I find it shocking sometimes how selfish I am. Don't get me wrong, I worry about others, especially my family and friends, and I have concern for my fellow man. But all too often I find myself consumed by my own concerns, i.e. I'm not losing weight, I can't run outside because it's cold, etc. Writing a blog about "me" does not help the situation any. However, on three different occasions this week I have been smacked in the face with events that make me realize just how trivial my concerns can be.
1. Last Friday, a distant cousin passed away very suddenly. The cause of her death is still to be determined, but that matters very little. Hillary was family, she had a husband and young children, and she was only 28 years old. She had a whole life in front of her. I am sad that I did not know her better. I am terribly sad for her parents, husband, and children.
2. One of the blogs that I regularly follow had not posted in some time. I wondered to myself "Where has Dave been?" Then yesterday I got my answer, he had died. By the miracle of medical science, he was saved, but for a short time the man had actually "shuffled off this mortal coil". It would seem that this incredible endurance athlete had been ignoring some of the signs and doctor's advice for him to take things a little easier until finally he had a reaction to some of his medication and actually flat lined for a few moments. In reading the post it would seem that Dave has used this occasion to re-evaluate some of his life's goals and priorities, and it still serves as a wake up call to many of us.

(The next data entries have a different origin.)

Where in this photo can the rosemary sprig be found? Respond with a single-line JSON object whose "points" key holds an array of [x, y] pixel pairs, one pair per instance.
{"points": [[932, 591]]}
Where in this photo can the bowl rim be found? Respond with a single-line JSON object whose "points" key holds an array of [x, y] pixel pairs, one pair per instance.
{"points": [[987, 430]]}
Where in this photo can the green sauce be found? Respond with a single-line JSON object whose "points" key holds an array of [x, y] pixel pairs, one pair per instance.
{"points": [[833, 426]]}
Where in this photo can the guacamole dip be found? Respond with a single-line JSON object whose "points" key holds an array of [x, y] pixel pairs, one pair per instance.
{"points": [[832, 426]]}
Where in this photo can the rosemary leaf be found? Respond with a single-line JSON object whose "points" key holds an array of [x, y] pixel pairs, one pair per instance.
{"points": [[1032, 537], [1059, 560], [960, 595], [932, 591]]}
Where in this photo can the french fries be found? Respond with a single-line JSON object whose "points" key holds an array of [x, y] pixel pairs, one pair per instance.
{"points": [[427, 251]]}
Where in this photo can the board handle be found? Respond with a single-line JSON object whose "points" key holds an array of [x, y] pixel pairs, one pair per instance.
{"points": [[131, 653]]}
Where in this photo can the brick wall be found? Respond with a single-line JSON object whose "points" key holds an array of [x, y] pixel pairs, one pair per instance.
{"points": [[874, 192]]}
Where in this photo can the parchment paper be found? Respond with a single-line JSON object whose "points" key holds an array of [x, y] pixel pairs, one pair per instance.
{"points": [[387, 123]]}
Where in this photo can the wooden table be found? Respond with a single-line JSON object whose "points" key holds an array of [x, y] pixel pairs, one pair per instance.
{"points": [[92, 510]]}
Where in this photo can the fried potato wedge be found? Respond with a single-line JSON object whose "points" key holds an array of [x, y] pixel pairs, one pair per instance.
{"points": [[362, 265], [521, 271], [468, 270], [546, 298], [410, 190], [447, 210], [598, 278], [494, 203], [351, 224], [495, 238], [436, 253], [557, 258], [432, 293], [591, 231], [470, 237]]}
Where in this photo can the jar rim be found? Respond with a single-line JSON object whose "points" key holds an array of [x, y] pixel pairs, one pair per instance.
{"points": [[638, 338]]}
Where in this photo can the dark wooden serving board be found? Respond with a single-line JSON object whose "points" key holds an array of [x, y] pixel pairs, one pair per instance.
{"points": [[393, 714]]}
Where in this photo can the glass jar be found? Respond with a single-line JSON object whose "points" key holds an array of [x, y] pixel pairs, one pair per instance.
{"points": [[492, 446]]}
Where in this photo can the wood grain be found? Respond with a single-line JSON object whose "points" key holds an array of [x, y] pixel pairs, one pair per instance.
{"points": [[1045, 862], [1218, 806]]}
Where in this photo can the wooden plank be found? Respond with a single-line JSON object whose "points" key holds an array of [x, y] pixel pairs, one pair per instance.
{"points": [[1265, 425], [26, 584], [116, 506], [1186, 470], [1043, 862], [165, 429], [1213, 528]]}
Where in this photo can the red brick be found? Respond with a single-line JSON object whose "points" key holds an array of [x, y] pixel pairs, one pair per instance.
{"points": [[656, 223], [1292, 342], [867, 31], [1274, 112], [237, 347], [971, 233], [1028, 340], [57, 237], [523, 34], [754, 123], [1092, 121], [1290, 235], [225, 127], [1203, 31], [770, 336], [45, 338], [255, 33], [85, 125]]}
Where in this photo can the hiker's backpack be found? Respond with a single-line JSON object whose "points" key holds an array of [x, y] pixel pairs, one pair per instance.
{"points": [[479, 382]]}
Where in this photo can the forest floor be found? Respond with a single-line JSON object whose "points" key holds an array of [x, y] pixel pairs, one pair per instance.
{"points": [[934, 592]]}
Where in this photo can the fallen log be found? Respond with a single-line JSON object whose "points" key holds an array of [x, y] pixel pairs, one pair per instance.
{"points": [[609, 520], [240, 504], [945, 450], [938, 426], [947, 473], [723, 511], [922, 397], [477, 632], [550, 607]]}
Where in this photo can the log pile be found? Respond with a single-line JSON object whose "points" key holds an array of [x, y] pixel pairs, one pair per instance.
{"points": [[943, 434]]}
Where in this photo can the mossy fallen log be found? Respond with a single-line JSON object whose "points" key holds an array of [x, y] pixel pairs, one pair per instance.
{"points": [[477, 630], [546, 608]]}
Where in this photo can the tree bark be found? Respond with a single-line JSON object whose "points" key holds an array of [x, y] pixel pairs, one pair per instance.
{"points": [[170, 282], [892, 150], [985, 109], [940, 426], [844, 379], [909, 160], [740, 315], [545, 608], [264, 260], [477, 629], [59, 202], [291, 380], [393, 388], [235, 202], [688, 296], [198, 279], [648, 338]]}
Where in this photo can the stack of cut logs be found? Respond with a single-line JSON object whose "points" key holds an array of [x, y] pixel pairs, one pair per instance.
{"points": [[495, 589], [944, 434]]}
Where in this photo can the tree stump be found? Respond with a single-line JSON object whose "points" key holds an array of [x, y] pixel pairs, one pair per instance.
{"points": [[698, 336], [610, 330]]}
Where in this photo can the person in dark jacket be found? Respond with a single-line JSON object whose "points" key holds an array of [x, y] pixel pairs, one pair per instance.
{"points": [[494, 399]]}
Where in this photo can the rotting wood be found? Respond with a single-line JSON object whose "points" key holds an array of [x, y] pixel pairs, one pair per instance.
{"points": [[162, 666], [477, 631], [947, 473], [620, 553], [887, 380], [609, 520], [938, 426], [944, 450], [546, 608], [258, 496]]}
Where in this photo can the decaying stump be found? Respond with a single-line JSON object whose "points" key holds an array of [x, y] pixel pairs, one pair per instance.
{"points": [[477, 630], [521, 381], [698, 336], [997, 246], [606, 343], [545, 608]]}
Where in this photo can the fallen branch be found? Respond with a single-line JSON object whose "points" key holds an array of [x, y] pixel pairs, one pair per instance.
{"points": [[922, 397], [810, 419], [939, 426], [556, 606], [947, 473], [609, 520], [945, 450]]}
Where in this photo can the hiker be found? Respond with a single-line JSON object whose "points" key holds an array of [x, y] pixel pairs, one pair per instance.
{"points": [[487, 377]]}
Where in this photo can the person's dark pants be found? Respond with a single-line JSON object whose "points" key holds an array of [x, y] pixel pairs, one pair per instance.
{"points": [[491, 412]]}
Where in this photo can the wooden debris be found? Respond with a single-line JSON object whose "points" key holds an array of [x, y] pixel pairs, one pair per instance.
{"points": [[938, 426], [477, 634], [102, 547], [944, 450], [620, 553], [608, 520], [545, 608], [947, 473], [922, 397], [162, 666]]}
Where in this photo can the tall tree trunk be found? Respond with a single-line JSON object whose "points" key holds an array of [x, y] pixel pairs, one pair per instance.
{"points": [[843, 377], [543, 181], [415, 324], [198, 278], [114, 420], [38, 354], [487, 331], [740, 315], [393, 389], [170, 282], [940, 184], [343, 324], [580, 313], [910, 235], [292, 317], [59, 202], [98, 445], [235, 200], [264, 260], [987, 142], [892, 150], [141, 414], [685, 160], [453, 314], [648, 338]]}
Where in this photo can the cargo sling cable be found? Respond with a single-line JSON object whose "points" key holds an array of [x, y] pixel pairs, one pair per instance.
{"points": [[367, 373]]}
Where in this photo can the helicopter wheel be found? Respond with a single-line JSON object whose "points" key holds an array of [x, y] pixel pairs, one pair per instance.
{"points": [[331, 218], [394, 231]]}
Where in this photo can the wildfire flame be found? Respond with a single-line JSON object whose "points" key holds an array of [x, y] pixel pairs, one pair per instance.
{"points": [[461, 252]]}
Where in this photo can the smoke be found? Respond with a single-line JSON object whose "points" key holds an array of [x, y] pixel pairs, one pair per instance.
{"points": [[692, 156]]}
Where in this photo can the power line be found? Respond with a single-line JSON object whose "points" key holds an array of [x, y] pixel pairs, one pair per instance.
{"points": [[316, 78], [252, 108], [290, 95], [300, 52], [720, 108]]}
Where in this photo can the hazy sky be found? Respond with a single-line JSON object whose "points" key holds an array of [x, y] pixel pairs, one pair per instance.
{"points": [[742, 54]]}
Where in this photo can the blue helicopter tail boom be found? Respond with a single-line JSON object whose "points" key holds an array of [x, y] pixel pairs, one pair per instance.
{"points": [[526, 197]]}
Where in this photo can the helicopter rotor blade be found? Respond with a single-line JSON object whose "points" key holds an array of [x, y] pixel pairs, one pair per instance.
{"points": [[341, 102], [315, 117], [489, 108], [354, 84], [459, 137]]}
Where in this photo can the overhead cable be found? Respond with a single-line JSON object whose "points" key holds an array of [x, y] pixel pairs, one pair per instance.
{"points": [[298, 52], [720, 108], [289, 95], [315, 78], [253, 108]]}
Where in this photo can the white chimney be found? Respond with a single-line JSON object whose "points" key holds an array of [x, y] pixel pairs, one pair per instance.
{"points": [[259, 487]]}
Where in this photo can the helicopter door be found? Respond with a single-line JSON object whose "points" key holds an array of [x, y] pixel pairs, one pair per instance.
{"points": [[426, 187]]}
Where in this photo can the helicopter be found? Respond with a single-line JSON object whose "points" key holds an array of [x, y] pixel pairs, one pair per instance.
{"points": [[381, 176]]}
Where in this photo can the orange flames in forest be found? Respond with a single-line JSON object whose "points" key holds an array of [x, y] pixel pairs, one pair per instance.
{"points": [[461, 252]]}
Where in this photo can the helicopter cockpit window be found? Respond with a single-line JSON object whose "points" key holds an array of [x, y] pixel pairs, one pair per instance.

3. This morning I received a phone call from a co-worker. Anita has been battling cancer for almost a year and a half, and was thought to be on the mend. But recent illness and tests have proven otherwise. Her cancer has spread and she has a long and arduous fight ahead of her. She is a fiercely independent and strong woman; I am sure she will fight this new occurrence with zeal. But, I am still sad to see her have to go through it all.
To see, read, and hear about these events makes me re-evaluate my own concerns and priorities. My concerns and complaints are nothing in comparison to what these and so many other people have to deal with on a daily basis. I also use these reminders to re-evaluate my own priorities in life. I am glad that I chose to live a healthier lifestyle. But no matter how healthy I think I am, life is uncertain and each day should be treated as a gift. One of the greatest gifts I have ever received was the opportunity to meet and marry my wife. We got engaged 8 years ago today, and I could not have been more blessed (I love you, Katie!). I am very lucky to have two healthy children, and I hope that I get to live a long life watching them grow up and start families of their own.
I realize that I am lucky for the things that I have, and I will not worry so much about the things I do not. I will continue to count my blessings.